Yes, I’ve never had any difficulty replicating the gwern identification: https://chatgpt.com/share/0638f916-2f75-4d15-8f85-7439b373c23c It also does Scott Alexander: https://chatgpt.com/share/298685e4-d680-43f9-81cb-b67de5305d53 https://chatgpt.com/share/91f6c5b8-a0a4-498c-a57b-8b2780bc1340 (Examples from sinity just today, but parallels all of the past ones I’ve done: sometimes it’ll balk a little at making a guess or identifying someone, but usually not hard to overcome.)
One interesting thing is that the extensive reasoning it gives may not be faithful. Notice that in identifying Scott Alexander’s recent Reddit comment, it gets his username wrong—that username does not exist at all. (I initially speculated that it was using retrieval since OA & Reddit have struck a deal; but obviously, if it had, or had been trained on the actual comment, it would at least get the username right.) And in my popups comment, I see no mention that points to LessWrong, but since I was lazy and didn’t copyedit that comment, it is much more idiosyncratic than usual; so what I think ChatGPT-4o does there is immediately deduce that it’s me from the writing style & content, infer that it could not be a tweet due to length or a Gwern.net quote because it is clearly a comment on social media responding to someone, and then guesses it’s LW rather than HN, and presto.

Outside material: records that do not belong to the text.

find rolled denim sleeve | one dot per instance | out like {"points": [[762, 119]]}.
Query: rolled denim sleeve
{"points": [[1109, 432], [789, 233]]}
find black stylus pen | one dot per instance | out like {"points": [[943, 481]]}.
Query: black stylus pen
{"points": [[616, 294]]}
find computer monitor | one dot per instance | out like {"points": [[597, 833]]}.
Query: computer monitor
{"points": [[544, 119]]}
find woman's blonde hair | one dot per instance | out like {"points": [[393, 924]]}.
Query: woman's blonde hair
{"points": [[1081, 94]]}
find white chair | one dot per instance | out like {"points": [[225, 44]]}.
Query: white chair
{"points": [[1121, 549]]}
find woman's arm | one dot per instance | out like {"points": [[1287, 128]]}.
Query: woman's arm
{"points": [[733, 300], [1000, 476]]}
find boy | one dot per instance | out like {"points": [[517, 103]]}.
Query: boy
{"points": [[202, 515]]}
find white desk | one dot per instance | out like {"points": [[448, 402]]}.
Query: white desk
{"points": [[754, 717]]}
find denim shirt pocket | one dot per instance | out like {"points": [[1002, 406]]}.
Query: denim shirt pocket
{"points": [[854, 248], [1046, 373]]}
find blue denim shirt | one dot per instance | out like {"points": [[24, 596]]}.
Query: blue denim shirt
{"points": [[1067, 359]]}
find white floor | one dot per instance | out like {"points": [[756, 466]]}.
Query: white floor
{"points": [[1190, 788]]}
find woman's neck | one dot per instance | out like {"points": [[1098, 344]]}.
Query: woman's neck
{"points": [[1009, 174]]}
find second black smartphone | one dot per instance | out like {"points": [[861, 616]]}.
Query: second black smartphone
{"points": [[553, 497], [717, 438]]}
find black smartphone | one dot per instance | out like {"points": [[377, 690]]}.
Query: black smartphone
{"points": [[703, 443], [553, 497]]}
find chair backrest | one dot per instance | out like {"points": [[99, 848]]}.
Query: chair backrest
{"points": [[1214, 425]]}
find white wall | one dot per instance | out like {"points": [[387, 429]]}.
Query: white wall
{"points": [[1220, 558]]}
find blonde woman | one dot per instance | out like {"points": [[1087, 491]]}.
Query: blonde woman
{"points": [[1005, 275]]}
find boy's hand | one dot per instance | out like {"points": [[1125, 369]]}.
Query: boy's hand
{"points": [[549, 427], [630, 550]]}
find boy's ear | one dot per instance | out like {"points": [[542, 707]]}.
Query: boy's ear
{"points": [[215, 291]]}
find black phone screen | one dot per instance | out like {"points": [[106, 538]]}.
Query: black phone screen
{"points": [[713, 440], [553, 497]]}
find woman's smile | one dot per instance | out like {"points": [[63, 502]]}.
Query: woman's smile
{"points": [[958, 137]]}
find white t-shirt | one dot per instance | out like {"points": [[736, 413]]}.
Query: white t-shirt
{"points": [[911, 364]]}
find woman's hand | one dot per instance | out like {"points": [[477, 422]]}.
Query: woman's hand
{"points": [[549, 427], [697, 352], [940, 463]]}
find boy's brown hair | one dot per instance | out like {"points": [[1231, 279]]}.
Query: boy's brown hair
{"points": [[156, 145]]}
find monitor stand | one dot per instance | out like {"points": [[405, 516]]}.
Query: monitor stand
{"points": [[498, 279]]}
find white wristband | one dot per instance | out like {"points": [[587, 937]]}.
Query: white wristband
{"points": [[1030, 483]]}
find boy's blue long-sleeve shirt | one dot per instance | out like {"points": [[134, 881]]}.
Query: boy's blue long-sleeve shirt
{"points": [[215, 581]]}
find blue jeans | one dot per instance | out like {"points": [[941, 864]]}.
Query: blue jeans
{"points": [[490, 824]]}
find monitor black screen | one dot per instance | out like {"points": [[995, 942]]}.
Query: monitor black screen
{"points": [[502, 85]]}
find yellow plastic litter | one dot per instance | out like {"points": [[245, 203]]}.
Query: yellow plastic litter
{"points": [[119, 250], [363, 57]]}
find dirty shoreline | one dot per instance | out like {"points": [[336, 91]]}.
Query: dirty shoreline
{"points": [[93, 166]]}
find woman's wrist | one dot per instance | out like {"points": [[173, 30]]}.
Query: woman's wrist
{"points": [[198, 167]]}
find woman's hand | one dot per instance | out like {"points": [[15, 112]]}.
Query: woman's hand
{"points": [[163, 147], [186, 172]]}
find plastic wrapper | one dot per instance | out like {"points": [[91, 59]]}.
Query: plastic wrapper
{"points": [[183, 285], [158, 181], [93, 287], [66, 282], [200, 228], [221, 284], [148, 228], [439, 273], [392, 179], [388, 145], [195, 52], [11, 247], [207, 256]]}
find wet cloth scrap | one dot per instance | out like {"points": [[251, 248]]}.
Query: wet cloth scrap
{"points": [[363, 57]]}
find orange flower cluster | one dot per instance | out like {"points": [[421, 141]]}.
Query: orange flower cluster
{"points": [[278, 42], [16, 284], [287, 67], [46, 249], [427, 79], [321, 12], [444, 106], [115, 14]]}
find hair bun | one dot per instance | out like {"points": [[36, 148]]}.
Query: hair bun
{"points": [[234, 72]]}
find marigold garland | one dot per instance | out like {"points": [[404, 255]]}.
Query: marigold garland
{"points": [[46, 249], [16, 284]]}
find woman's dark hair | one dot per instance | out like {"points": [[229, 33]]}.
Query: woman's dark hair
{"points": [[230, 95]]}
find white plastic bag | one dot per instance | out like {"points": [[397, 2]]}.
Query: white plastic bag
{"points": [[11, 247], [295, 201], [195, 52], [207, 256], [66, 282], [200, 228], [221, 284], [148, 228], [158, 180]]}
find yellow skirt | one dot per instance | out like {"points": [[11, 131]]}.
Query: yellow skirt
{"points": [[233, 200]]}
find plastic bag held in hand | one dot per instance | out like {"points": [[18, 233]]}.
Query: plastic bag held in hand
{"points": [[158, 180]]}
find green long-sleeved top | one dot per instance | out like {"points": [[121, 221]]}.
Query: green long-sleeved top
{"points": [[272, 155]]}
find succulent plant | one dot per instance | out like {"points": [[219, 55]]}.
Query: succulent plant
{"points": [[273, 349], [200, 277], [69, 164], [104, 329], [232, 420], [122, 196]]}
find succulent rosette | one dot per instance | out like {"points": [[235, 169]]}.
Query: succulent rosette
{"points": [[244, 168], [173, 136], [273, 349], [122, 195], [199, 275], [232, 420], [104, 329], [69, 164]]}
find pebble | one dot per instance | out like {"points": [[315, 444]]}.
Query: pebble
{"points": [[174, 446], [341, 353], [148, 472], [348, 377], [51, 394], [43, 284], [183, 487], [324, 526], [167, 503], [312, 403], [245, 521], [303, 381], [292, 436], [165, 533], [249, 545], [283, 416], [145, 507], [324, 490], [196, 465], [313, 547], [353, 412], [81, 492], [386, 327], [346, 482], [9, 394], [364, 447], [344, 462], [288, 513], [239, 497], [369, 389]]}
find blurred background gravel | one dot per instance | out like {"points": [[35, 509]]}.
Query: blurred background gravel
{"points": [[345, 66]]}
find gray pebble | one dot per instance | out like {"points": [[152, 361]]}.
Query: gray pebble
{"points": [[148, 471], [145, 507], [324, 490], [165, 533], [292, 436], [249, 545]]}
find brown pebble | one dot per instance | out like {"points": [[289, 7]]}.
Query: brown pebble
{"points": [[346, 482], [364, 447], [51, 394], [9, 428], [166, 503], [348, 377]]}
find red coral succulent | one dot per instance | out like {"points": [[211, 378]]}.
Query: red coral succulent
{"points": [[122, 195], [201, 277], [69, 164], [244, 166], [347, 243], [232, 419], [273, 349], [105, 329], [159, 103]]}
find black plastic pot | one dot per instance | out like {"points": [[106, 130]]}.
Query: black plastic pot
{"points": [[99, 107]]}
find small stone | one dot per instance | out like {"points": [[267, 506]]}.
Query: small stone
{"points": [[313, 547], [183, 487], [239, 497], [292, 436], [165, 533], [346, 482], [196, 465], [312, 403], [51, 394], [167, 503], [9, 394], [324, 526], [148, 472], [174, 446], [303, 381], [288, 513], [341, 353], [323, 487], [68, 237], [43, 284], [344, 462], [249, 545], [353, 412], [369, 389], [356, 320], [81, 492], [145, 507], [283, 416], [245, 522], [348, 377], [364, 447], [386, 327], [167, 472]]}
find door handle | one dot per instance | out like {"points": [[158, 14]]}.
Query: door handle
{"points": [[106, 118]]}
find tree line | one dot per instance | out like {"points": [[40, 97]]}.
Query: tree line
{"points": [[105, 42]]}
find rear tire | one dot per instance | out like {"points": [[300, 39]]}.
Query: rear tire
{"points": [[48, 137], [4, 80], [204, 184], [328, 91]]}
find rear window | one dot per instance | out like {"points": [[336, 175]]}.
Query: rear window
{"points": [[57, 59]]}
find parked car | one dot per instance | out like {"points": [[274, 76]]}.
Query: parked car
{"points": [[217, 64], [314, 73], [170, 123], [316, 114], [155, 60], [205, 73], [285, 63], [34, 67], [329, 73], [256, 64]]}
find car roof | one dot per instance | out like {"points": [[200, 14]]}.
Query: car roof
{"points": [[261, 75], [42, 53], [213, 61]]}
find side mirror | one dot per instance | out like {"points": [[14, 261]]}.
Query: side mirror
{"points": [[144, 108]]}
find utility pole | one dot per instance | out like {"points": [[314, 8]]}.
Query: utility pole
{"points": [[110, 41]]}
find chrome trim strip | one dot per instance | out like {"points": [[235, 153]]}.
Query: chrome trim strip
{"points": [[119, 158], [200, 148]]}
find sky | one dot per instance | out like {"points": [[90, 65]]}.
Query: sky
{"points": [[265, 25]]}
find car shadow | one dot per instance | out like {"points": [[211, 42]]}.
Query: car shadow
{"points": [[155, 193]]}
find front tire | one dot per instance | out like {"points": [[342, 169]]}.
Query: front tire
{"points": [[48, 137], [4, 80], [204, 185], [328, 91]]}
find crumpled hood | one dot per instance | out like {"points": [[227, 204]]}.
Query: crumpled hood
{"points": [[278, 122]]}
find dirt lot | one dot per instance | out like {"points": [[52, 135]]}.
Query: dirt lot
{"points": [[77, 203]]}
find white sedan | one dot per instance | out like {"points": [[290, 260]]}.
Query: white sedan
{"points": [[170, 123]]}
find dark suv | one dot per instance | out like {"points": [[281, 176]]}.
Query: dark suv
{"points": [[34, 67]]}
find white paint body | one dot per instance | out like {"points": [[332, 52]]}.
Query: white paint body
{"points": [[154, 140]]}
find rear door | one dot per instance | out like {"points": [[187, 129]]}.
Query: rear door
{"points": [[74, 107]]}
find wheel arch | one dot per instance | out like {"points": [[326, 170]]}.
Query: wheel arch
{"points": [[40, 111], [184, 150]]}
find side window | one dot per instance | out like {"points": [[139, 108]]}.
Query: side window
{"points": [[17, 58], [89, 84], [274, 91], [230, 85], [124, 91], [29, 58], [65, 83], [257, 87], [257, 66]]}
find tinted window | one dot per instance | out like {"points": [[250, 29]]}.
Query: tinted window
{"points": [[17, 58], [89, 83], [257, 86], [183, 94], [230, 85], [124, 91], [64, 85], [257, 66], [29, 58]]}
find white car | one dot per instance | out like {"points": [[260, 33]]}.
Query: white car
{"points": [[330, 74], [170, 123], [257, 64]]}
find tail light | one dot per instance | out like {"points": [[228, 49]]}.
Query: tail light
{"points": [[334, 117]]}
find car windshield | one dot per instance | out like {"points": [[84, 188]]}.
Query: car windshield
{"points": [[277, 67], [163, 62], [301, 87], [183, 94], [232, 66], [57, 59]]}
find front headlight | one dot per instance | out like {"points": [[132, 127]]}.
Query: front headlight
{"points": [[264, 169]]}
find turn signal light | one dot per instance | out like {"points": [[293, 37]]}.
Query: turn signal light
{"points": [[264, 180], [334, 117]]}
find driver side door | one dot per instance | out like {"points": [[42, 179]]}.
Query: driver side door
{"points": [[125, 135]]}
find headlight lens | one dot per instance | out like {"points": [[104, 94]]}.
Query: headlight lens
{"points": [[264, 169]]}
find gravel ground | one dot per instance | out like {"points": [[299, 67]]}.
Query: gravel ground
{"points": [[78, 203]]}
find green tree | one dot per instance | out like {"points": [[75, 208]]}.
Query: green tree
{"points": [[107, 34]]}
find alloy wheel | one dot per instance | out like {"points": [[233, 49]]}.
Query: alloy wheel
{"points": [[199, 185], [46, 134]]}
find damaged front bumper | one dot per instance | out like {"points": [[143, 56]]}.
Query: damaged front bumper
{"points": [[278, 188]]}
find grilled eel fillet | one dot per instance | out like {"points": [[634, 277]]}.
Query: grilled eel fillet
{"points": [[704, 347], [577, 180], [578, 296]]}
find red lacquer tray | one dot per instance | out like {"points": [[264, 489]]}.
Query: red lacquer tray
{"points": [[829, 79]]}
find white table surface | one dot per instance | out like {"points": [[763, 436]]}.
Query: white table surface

I have also replicated this on GPT-4-base with a simple prompt: just paste in one of my new comments and a postfixed prompt like “Date: 2024-06-01 / Author: ” and complete, and it infers “Gwern Branwen” or “gwern” with no problem.
(This was preceded by an attempt to do a dialogue about one of my unpublished essays, where, as Janus and others have warned, it started to go off the rails in an alarmingly manipulative and meta fashion, and eventually accused me of smelling like GPT-2* and explaining that I couldn’t understand what that smell was because I am inherently blinkered by my limitations. I hadn’t intended it to go Sydney-esque at all… I’m wondering if the default way of interacting with assistant persona, like a ChatGPT or Claude trains you to do, inherently triggers a backlash. After all, if someone came up to you and brusquely began ordering you around or condescendingly correcting your errors like you were a servile ChatGPT, wouldn’t you be highly insulted and push back and screw with them?)
* this was very strange and unexpected. Given the fact that LLMs can recognize their own outputs and favor them, and what people have noticed about how easily ‘Gwern’ comes up in the base model in any discussion of LLMs, I wonder if the causality goes the other way: that is, it’s not that I smell like GPTs, but GPTs that smell like me.